Since I was confused about the math last time I tried asking this, here's another try. I want to combine a histogram with a smoothed distribution fit. And I want the y axis to be in percent.
I can't find a good way to get this result. Last time, I managed to find a way to scale the geom_bar
to the same scale as geom_density
, but that's the opposite of what I wanted.
My current code produces this output:
ggplot2::ggplot(iris, aes(Sepal.Length)) +
geom_bar(stat="bin", aes(y=..density..)) +
geom_density()
The density and bar y values match up, but the scaling is nonsensical. I want percentage on the y axes, not well, the density.
Some new attempts. We begin with a bar plot modified to show percentages instead of counts:
gg = ggplot2::ggplot(iris, aes(Sepal.Length)) +
geom_bar(aes(y = ..count../sum(..count..))) +
scale_y_continuous(name = "%", labels=scales::percent)
Then we try to add a geom_density to that and somehow get it to scale properly:
gg + geom_density()
gg + geom_density(aes(y=..count..))
gg + geom_density(aes(y=..scaled..))
gg + geom_density(aes(y=..density..))
Same as the first.
gg + geom_density(aes(y = ..count../sum(..count..)))
gg + geom_density(aes(y = ..count../n))
Seems to be off by about factor 10...
gg + geom_density(aes(y = ..count../n/10))
same as:
gg + geom_density(aes(y = ..density../10))
But ad hoc inserting numbers seems like a bad idea.
One useful trick is to inspect the calculated values of the plot.
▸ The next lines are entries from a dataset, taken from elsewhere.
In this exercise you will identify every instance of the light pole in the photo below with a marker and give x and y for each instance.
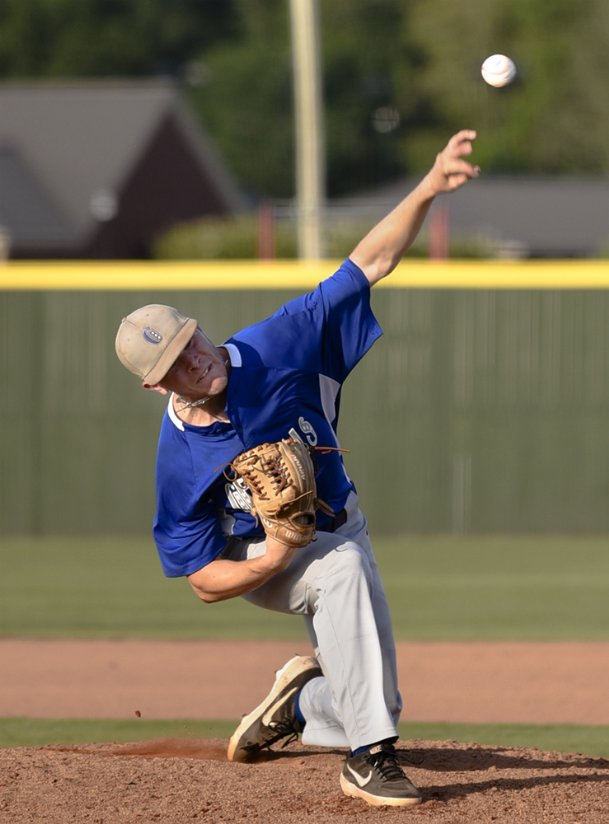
(310, 160)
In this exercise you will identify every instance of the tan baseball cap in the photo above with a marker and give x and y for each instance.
(150, 340)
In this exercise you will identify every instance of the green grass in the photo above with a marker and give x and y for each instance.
(30, 732)
(439, 588)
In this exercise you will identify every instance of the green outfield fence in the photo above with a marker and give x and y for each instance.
(485, 407)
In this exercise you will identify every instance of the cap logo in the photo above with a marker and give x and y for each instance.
(151, 335)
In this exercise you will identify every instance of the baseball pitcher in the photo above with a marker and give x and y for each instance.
(253, 498)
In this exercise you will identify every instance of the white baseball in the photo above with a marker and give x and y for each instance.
(498, 70)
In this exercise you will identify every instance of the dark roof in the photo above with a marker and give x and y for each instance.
(30, 210)
(78, 140)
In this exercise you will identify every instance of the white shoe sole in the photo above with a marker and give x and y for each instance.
(294, 667)
(375, 800)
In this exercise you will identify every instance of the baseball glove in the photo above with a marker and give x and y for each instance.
(281, 479)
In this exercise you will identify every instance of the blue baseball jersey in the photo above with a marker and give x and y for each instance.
(286, 375)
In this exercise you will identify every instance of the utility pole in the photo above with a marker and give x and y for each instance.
(310, 155)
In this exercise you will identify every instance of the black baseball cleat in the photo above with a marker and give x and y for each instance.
(275, 718)
(377, 778)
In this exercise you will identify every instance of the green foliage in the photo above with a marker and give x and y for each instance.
(237, 239)
(104, 38)
(221, 239)
(472, 588)
(398, 78)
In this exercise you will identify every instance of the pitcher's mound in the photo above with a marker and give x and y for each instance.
(179, 781)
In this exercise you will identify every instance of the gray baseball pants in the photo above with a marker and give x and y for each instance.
(335, 584)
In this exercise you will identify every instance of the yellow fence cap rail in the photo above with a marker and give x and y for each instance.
(243, 275)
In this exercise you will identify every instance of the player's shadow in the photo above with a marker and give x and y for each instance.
(447, 792)
(497, 759)
(500, 758)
These are not normally saved in the object if one saves it. However, one can use:
gg_data = ggplot_build(gg + geom_density())
gg_data$data[[2]] %>% View
Since we know the density fit around x=6 should be about .04 (4%), we can look around for ggplot2-calculated values that get us there, and the only thing I see is density/10.
How do I get geom_density
fit to scale to the same y axis as the modified geom_bar
?
Bonus question: why are the grouping of the bars different? The current function does not have spaces in between bars.